La rage contre la vidéosurveillance et son monde : crever les yeux de l’État et du Capital

« Ici le propos n’est pas de les développer et d’argumenter, mais de montrer qu’il continue d’y avoir des actes de sabotage et d’auto-défense qui méritent d’être connus (…). Parce qu’il y a encore des gens qui préfèrent cent fois un monde de liberté plutôt qu’un monde de sécurité et de peur. » Recensant les destructions de caméras en 2020-2021, Infokiosque, plateforme autonome de tendance libertaire, nous apprend que ce modus operandi est abondamment employé partout sur la planète – la Belgique n’étant pas en reste, des sources comme La Cavale et Indymedia relatent par exemple la neutralisation de caméras intelligentes à Bruxelles en 2013. Un mode d’action qui se pratique en solo, en petits commandos cachés de tous, ou cachés par tous lors de grosses manifestations et grèves.
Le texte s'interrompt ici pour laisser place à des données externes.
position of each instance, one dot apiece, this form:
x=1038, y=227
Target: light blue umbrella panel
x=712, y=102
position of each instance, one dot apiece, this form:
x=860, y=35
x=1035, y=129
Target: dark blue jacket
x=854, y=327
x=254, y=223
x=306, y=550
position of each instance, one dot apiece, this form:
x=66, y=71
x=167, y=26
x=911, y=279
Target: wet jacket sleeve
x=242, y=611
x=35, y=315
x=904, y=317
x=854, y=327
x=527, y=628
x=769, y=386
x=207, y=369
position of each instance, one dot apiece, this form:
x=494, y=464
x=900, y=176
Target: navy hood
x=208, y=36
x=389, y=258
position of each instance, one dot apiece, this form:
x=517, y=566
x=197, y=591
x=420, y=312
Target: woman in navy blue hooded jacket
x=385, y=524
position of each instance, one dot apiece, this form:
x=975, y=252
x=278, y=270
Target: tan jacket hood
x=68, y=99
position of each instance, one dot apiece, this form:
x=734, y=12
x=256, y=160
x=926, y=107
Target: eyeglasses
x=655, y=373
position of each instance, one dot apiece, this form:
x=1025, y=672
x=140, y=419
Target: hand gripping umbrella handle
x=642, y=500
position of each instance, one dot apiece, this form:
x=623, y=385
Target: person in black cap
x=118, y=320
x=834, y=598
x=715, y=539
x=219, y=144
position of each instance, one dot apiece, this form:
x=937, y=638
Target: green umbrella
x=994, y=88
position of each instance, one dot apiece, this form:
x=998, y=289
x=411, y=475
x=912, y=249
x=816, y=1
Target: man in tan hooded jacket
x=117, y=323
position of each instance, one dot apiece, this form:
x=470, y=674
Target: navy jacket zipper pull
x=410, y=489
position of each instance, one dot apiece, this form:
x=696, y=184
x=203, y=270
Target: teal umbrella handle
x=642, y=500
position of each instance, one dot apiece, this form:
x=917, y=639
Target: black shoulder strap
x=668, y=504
Une tactique aux… techniques variées : incendie, sectionnement de câbles et de piquets, jets de pierres et de peinture, obstruction… Nous ne doutons pas que les problématiques de la 5G et de la reconnaissance faciale ne feront que renforcer ce combat déterminé « contre des technologies de communication et de contrôle (…) qui accompagnent le rouleau compresseur techno-capitaliste » dans sa volonté « d’écraser tout ce qui reste de sauvage et de libre dans ce monde… »

…Et puis il y a le grain de sable dans l’engrenage : tous les exemples de sabotage qu’on ne trouvera jamais, ou que très rarement, dans les méandres d’internet… parce qu’ils ne se racontent pas, ne se revendiquent pas, ne sont pas documentés. Petits actes discrets, modestes dans leur réalisation et dans leur portée (quoique…), ils prennent place dans l’ordinaire du quotidien et de toutes les sphères d’expérience qui font nos vies : le travail, le couple, les interactions et relations sociales, la rue, les commerces, et chaque lieu où peuvent se jouer des rapports de pouvoir.